Laurel Lagenaur and the team at Osel, Inc. in the U.S. will engineer a native human vaginal Lactobacillus to secrete a potent and broadly antiviral domain antibody fragment and evaluate the microbe’s ability to prevent HIV infection in the vaginal mucosa. In this project's Phase I research, Lagenaur's team examined levels of expression of HIV-neutralizing proteins by Lactobacillus. Recently several broadly neutralizing domain antibodies have been identified.

Dennis Hartigan-O'Connor of the University of California at San Francisco in the U.S. will test whether expanding Th17 cell populations, a subset of CD4 T cells that protect the gastrointestinal tract against microbes, can augment the gut's general defenses and protect against the acute and chronic effects of HIV.

Roozbeh Ghaffari, Patrick Beattie, Jason Rolland, and Jeff Carbeck of Diagnostics For All & MC10 Inc. in the U.S. sought to develop disposable paper-based diagnostics devices embedded with optoelectronics, allowing quantitative colorimetric analysis for HIV viral load monitoring. This platform addresses practical limitations of current image capture methodologies and eliminates the need for external readers.

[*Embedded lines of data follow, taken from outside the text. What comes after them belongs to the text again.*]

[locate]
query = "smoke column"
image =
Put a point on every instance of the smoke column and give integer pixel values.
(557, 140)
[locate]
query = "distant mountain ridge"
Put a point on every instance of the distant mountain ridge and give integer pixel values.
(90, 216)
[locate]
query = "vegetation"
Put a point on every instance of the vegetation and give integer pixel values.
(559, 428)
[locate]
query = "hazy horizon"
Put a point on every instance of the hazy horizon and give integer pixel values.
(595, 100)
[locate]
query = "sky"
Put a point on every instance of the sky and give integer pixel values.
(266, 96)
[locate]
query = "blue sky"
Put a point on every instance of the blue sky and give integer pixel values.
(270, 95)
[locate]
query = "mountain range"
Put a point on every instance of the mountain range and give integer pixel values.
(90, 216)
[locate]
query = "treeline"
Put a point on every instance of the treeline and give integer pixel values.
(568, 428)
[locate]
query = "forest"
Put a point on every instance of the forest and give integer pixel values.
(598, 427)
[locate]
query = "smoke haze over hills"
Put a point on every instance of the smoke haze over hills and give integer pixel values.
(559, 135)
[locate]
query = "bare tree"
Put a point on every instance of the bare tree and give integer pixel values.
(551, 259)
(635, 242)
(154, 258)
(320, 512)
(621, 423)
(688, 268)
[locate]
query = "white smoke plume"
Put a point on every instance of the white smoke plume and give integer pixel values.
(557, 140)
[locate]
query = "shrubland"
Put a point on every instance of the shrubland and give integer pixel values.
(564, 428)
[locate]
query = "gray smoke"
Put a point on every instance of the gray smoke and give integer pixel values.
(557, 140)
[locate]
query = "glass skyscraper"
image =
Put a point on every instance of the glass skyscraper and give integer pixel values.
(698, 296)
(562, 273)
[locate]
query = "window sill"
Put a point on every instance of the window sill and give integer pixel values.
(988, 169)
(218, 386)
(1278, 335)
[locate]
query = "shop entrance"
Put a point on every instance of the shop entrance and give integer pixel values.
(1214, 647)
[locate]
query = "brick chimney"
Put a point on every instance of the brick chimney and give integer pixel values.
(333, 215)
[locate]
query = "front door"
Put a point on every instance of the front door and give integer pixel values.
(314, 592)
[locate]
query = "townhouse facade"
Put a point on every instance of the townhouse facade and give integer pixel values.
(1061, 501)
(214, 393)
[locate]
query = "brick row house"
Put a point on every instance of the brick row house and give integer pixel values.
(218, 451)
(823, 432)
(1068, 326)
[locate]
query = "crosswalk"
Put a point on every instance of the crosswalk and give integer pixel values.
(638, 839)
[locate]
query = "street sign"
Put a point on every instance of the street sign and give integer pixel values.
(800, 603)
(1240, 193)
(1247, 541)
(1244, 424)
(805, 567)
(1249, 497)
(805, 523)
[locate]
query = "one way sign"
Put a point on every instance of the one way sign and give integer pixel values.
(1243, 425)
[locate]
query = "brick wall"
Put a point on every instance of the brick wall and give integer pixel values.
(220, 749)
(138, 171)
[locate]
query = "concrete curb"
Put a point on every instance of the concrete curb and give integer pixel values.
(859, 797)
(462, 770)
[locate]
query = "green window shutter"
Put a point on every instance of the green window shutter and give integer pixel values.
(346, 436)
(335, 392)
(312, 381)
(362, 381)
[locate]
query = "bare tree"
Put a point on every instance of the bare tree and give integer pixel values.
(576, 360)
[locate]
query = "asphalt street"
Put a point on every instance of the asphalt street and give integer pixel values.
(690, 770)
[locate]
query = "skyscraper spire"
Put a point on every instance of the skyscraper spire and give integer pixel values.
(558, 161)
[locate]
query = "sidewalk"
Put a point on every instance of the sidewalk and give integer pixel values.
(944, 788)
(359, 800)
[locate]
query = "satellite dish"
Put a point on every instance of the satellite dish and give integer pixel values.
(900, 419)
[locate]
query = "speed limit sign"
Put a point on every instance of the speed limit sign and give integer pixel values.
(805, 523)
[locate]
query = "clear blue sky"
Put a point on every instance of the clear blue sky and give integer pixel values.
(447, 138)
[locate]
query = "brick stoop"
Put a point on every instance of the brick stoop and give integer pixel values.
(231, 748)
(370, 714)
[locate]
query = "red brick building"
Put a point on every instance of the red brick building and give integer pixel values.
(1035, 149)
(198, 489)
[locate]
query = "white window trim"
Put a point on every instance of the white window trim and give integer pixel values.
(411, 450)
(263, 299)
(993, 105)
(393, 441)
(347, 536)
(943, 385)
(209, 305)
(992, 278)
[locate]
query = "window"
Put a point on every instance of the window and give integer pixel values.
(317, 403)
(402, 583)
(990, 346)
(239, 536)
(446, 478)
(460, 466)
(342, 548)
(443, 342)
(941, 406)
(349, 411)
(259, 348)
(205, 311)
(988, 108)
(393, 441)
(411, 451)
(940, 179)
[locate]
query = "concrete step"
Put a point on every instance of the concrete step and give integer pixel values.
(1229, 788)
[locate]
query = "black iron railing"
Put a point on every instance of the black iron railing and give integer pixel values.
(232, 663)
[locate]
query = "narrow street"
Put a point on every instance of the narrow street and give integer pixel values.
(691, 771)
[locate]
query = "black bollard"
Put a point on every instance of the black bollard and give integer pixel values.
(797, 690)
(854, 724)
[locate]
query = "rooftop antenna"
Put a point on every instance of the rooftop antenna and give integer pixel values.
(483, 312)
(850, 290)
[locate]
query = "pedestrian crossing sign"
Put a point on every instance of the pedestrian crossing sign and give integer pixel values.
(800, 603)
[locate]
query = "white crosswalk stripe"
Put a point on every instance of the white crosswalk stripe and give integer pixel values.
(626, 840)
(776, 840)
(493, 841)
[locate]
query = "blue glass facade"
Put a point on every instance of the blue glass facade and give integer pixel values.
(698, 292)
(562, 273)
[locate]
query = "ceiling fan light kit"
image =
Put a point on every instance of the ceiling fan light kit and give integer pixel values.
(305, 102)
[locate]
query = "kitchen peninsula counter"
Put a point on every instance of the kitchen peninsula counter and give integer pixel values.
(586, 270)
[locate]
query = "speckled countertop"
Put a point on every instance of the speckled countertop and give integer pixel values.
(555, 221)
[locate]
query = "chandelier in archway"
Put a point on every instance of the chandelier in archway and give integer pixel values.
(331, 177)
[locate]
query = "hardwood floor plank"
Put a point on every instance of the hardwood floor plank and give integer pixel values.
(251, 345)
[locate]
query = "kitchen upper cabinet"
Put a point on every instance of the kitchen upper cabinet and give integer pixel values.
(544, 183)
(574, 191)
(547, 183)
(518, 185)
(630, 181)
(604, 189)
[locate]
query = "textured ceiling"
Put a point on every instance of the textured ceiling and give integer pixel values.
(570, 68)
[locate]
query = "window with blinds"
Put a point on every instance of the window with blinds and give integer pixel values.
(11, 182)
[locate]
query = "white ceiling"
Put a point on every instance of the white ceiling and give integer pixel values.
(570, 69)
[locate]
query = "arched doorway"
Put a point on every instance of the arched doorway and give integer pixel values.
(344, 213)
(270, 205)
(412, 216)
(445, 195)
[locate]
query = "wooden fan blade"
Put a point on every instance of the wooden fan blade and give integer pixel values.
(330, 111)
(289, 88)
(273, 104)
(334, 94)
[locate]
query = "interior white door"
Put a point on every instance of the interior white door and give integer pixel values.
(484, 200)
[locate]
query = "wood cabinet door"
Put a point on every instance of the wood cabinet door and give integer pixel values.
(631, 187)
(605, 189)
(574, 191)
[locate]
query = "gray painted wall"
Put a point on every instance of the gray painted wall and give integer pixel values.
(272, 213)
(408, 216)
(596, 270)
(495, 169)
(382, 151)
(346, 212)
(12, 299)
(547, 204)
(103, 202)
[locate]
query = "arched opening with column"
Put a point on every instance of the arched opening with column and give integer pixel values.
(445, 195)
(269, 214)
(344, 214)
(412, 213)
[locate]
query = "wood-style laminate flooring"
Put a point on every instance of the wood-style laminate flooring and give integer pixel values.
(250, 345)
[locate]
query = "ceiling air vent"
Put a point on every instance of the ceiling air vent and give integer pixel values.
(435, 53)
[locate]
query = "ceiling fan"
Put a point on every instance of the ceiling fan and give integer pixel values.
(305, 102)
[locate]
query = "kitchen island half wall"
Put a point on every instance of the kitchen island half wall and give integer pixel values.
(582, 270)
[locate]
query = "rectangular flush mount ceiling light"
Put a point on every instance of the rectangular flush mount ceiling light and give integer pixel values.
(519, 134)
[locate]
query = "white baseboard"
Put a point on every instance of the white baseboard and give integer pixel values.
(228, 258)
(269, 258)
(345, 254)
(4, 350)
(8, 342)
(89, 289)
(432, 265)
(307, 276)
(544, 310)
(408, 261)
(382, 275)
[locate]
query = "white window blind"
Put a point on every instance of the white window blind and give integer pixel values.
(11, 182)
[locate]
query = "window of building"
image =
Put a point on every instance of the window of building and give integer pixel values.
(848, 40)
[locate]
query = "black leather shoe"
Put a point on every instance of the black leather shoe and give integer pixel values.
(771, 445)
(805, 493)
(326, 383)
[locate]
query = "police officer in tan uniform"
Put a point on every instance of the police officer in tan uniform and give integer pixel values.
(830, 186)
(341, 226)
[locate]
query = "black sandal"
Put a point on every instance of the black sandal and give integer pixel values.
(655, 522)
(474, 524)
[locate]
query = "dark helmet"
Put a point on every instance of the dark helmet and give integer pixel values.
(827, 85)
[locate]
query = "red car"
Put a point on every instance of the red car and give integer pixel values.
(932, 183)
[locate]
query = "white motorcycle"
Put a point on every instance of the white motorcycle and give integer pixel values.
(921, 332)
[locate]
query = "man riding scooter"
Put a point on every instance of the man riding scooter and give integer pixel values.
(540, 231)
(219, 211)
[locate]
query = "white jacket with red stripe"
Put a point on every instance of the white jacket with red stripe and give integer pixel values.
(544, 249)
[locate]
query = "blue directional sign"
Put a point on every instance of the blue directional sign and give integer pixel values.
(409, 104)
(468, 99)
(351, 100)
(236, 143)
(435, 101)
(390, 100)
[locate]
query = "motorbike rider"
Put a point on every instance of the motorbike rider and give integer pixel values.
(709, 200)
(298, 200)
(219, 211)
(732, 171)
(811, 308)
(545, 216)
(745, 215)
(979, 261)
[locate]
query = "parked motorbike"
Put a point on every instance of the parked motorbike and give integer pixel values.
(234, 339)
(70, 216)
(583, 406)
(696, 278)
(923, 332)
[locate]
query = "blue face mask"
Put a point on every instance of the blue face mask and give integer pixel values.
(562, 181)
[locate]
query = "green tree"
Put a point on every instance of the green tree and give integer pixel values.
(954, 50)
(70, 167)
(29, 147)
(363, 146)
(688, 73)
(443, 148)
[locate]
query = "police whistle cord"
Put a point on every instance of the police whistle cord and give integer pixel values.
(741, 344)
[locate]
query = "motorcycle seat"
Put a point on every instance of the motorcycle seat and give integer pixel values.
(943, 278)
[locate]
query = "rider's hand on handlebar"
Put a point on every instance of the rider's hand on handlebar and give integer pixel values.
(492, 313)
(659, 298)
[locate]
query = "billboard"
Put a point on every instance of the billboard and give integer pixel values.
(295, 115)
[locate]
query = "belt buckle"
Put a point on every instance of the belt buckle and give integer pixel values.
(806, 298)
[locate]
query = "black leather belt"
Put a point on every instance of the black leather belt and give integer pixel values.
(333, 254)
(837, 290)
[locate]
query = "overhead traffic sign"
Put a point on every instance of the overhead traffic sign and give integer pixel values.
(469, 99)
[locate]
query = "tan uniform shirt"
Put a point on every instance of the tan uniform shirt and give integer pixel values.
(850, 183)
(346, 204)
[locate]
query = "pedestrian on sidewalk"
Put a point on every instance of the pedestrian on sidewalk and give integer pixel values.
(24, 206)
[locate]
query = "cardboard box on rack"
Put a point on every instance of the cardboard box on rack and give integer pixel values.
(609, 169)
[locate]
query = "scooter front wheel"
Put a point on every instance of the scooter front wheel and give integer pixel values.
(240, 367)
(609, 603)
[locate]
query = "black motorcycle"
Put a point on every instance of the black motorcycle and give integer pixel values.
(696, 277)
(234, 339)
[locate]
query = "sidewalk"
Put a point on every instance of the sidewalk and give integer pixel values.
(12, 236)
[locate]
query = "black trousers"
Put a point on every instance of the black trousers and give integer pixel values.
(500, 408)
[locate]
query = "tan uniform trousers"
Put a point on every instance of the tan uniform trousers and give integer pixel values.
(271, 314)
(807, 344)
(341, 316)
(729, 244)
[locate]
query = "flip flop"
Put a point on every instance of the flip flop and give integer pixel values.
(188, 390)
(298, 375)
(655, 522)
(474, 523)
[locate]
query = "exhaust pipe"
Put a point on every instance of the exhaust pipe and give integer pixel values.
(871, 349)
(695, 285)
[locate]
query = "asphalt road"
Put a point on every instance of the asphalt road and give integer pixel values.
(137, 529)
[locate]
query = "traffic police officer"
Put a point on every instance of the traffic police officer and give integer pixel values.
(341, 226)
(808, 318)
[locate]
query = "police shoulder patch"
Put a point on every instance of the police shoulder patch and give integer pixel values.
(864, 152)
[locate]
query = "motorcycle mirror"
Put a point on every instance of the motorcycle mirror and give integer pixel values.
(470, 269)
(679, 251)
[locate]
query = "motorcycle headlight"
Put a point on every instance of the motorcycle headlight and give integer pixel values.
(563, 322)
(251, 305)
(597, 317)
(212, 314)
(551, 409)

Because a robust immune response can actually foster HIV replication and spread, Joseph (Mike) McCune at the University of California at San Francisco in the U.S. proposed that building tolerance to HIV will hinder disease progression better than vaccinations that activate the immune system and trigger HIV activity. This project’s Phase I research demonstrated in a non-human primate model that tolerance to SIV could be induced by introducing SIV antigens to fetuses in utero.

Keith Jerome of the University of Washington in the U.S. will utilize a class of proteins called homing endonucleases, which have the ability to cut DNA sequences, to target the DNA sequences unique to HIV, thus disabling the virus from making any more copies of itself. This project’s Phase I research demonstrated that homing endonucleases can find a model virus hidden in the genes of infected cells. In Phase II, Jerome’s team is now modifying these proteins in hopes of producing several that can specifically target and destroy HIV within infected cells.